Null phases for the I and Q branches of the OFDM receiver are considered (ϕ ₁=ϕ ₂=0). The results are obtained in back-to-back, with R _λ=1 A/W. In almost all the results presented, BPSK symbol mapping is used. In other cases, an explicit reference to the symbol mapping used is presented. The transfer function of the equalizer is estimated by using the information provided by the channel distortion induced on the OFDM-UWB pilots subcarriers (spread along the OFDM signal band). A linear regression method is implemented to estimate the equalizer transfer function along the band of the transmitted subcarriers.

3.1. Probability density function of the signal at equalizer output

In order to assess the accuracy of the proposed GA, the probability density function (PDF) of the I and Q components of each subcarrier at the equalizer output is evaluated by MC simulation and compared with the one provided by the GA. 32 OFDM-UWB symbols are considered in numerical results and f_RF=3.4 GHz is used to generate the OFDM-UWB radio signal. Two 6^th order Bessel LPFs with a -3 dB bandwidth of 400 MHz are used at the OFDM-UWB electrical receiver. The OF is modeled by a 2^nd order super-Gaussian filter with -3 dB bandwidth of 30 GHz. The estimation of the PDF for each subcarrier is performed over 3.7×10⁶ noise runs.

Fig. 2(b) and 2(c) show the PDFs of the Q component of the signal at the equalizer output obtained by MC and by the GA, for modulation indexes of 19% and 64%, respectively, and for an optical signal-to-noise ratio (OSNR), defined in a reference bandwidth of 0.1 nm, of 7 dB. The modulation index is defined as m=V_RMS/V_b, where V_RMS is the root-mean-square (rms) voltage of the OFDM-UWB signal applied to the MZM arms and V_b is the MZM bias point.

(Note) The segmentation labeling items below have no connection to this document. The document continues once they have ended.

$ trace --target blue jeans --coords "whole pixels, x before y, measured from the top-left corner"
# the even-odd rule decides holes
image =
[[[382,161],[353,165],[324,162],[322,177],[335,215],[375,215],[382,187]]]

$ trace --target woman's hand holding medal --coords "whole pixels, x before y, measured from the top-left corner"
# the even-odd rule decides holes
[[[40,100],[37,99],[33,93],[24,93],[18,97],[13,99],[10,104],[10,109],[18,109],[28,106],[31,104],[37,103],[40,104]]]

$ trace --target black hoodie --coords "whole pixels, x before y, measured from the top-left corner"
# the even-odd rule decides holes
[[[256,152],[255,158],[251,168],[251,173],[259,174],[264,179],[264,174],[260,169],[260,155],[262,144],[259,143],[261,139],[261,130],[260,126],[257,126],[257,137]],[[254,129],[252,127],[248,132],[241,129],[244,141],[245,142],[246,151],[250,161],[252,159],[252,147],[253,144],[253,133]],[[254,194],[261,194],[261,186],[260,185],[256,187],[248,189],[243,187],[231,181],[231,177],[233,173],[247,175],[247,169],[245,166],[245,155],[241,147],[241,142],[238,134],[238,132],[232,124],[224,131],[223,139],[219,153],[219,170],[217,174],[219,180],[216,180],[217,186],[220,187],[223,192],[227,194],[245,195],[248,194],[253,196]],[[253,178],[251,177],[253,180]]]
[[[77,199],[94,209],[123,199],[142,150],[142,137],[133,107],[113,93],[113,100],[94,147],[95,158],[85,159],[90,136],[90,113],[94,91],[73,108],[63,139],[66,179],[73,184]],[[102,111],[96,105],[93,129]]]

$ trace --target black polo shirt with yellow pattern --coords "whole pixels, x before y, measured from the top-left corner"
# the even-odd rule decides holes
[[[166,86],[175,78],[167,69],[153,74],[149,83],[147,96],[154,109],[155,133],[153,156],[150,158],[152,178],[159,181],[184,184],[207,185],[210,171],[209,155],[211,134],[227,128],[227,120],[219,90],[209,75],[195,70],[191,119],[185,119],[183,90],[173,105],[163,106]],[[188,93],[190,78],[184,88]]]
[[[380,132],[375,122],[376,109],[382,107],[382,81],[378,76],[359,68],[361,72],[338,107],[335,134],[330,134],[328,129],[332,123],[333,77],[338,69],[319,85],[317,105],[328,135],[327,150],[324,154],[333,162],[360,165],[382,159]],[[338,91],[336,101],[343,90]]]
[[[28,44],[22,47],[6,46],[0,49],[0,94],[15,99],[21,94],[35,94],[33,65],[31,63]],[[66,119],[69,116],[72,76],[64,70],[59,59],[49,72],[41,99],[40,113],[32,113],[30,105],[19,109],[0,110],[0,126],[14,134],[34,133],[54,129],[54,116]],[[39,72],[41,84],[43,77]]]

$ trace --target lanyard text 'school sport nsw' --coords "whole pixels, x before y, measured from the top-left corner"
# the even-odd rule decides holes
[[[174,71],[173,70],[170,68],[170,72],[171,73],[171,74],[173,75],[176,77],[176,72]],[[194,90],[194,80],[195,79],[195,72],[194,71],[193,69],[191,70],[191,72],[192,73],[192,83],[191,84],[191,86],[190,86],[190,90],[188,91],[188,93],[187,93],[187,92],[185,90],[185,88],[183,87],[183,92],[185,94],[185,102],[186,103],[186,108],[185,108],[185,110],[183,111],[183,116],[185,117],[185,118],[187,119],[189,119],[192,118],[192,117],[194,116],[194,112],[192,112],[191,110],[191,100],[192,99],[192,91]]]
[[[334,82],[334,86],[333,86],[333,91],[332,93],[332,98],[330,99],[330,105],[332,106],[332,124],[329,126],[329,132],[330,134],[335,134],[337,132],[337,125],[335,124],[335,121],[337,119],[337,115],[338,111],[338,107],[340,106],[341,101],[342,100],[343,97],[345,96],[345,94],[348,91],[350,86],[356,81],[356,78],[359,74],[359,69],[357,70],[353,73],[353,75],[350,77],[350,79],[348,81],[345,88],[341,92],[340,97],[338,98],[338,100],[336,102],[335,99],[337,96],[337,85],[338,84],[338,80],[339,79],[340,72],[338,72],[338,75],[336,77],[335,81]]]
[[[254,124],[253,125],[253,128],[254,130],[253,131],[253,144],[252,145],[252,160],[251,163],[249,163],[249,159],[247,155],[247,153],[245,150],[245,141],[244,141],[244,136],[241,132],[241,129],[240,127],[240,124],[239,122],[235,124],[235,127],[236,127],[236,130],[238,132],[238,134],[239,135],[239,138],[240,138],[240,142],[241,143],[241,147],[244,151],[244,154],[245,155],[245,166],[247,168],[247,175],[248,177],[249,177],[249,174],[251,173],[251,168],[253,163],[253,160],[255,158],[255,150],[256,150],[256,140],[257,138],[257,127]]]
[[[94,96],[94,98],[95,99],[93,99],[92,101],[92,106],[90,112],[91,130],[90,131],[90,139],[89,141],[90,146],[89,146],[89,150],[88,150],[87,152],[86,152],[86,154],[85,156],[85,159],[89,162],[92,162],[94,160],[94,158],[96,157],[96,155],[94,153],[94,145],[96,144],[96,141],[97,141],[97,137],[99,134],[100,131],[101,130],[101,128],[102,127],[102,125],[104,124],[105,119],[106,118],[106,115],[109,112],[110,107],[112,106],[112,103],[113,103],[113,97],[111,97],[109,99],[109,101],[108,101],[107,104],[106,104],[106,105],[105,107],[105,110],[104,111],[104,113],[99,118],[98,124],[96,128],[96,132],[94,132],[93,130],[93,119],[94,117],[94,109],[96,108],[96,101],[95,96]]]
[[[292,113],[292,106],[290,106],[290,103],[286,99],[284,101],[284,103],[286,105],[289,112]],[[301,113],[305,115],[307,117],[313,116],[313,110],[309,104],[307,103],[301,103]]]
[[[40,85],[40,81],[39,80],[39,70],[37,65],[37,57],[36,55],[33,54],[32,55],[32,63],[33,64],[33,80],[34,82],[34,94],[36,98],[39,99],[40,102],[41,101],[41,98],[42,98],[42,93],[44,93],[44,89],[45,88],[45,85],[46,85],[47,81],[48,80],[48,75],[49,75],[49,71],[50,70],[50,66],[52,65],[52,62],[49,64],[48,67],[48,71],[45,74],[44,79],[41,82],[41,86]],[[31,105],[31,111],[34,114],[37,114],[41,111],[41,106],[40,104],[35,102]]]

Fig. 2. a) Spectra of the OFDM-UWB radio signal applied to MZM arms and at the MZM output, with ν0 the optical carrier frequency. PDF of the Q component of two subcarriers of the signal at the equalizer output for a) a modulation index of 19% and b) a modulation index of 64%. PDF obtained by using the GA (lines) and MC simulation (marks).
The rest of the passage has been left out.